Desde que abrió el Chateaubriand en 2006, se ha convertido en la estrella del rock o el enfant terrible, según para quién, de la gastronomía francesa. Es la punta de lanza del movimiento bistronomique: chefs jóvenes y modernos que apuestan por una cocina menos encorsetada, más fresca, internacional y desenfadada. En un ambiente informal y a precios más asequibles (aunque todavía altos).
Aizpitarte combina las recetas de la cocina francesa con influencias asiáticas o latinoamericanas en platos en apariencia simples, pero con mezclas inesperadas y sorprendentes y un uso intensivo de todo tipo de hierbas. El local es como una taberna de los años 30: paredes blancas, mesas y sillas de madera con algún banco de cuero, suelo de mosaico, lámparas art decó y una pizarra con lo que parecen nombres de visitantes, ilustres o no: sólo reconocemos al rockero francés Johnny Halliday.
Pero mi acompañante y yo hemos llegado antes de hora y nuestra mesa todavía no está libre. Nos mandan a esperar al restaurante de tapas de Aizpitarte, Le Dauphin, que abrió en 2010 y está justo en la misma acera. Diseñado por el prestigioso arquitecto holandés Rem Koolhaas, el local es como un bar típico español llevado al extremo: no sólo la barra es de mármol blanco sino también las paredes, el suelo e incluso el techo. Mucho ruido y mucha gente y tapas sofisticadas. Sólo nos da tiempo a probar las espectaculares navajas con crema ahumada y apio y nos convencemos de que tenemos que volver al Dauphin.

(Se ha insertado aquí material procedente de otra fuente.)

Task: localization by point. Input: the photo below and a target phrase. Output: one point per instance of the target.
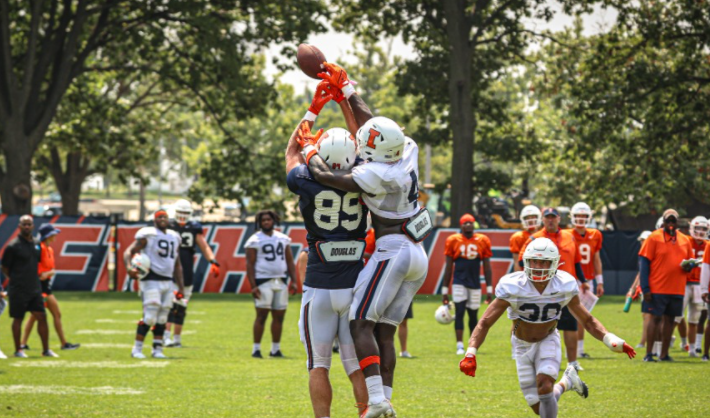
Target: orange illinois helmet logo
(371, 141)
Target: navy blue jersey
(329, 215)
(188, 247)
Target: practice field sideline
(214, 375)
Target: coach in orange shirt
(663, 279)
(570, 262)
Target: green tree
(202, 46)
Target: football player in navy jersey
(191, 234)
(336, 222)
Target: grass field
(214, 374)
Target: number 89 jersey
(162, 248)
(529, 305)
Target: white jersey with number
(391, 189)
(270, 254)
(162, 248)
(528, 304)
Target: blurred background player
(336, 222)
(191, 235)
(47, 234)
(533, 299)
(571, 264)
(589, 245)
(269, 264)
(464, 252)
(663, 280)
(693, 301)
(388, 183)
(161, 245)
(531, 219)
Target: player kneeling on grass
(534, 299)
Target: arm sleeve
(645, 270)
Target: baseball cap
(550, 211)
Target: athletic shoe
(380, 410)
(70, 346)
(159, 354)
(49, 353)
(575, 382)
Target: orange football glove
(468, 365)
(321, 97)
(214, 268)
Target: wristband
(348, 90)
(310, 116)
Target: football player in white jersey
(388, 183)
(269, 258)
(162, 246)
(534, 299)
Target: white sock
(388, 392)
(375, 389)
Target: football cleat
(49, 353)
(575, 382)
(380, 410)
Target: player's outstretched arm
(597, 330)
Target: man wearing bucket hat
(663, 279)
(46, 271)
(464, 252)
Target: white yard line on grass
(67, 390)
(90, 364)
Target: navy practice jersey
(329, 215)
(188, 246)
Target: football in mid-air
(310, 59)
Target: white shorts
(531, 359)
(386, 286)
(693, 301)
(157, 292)
(324, 316)
(461, 293)
(274, 295)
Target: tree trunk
(461, 117)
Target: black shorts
(670, 305)
(46, 288)
(409, 314)
(21, 304)
(567, 321)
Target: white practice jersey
(162, 248)
(391, 189)
(530, 305)
(270, 254)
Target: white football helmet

El ritual en el Chateaubriand es el mismo que en cualquier otro restaurante de menú único. ¿Hay algo que no nos guste? ¿Tenemos alguna alergia alimentaria? ¿Queremos saber de antemano lo que comeremos o preferimos dejarnos sorprender? Pero en lugar de un jefe de sala estirado, todo esto nos lo preguntan camareros hípster, con sus piercing y tatuajes. Mucho menos intimidante. Empezamos con pequeños entrantes: gougères, las tradicionales bolitas de hojaldre y queso con semillas de amapola y un ceviche de salmonete con pimienta roja que se bebe como un chupito.
Nos seduce la presentación de los platos y el juego entre las texturas y colores de los ingredientes y la vajilla. Seguimos con mini gambitas en tempura espolvoreadas con fruta de la pasión deshidratada. Una combinación imposible y riquísima. También nos encanta la carne de ternera curada acompañada de alcachofas, all i oli, y queso feta rallado.
Tras el aperitivo llegan los platos principales, también desbordantes de invención y mezclas locas. En primer lugar, vieira con pomelo y puerro. El plato principal de pescado es rémol, de la familia del rodaballo, acompañado de acedera, una planta de sabor entre ácido y agrio. Sólo el olor cuando se lo sirven a nuestros vecinos ya nos conquista.
Pero esta vez, mi acompañante y yo coincidimos en nuestro plato favorito: las mollejas de ternera con endivia, trufa y pera. Espectacular.
De postre, merengue con crema de calabaza y la versión de Aizpitarte del tocino de cielo.
Restaurante Chateaubriand. 129 Avenue Parmentier, París, Francia. Cocina francesa moderna. Precio: 70 euros por menú (sin vino). Visitado el 29 de enero.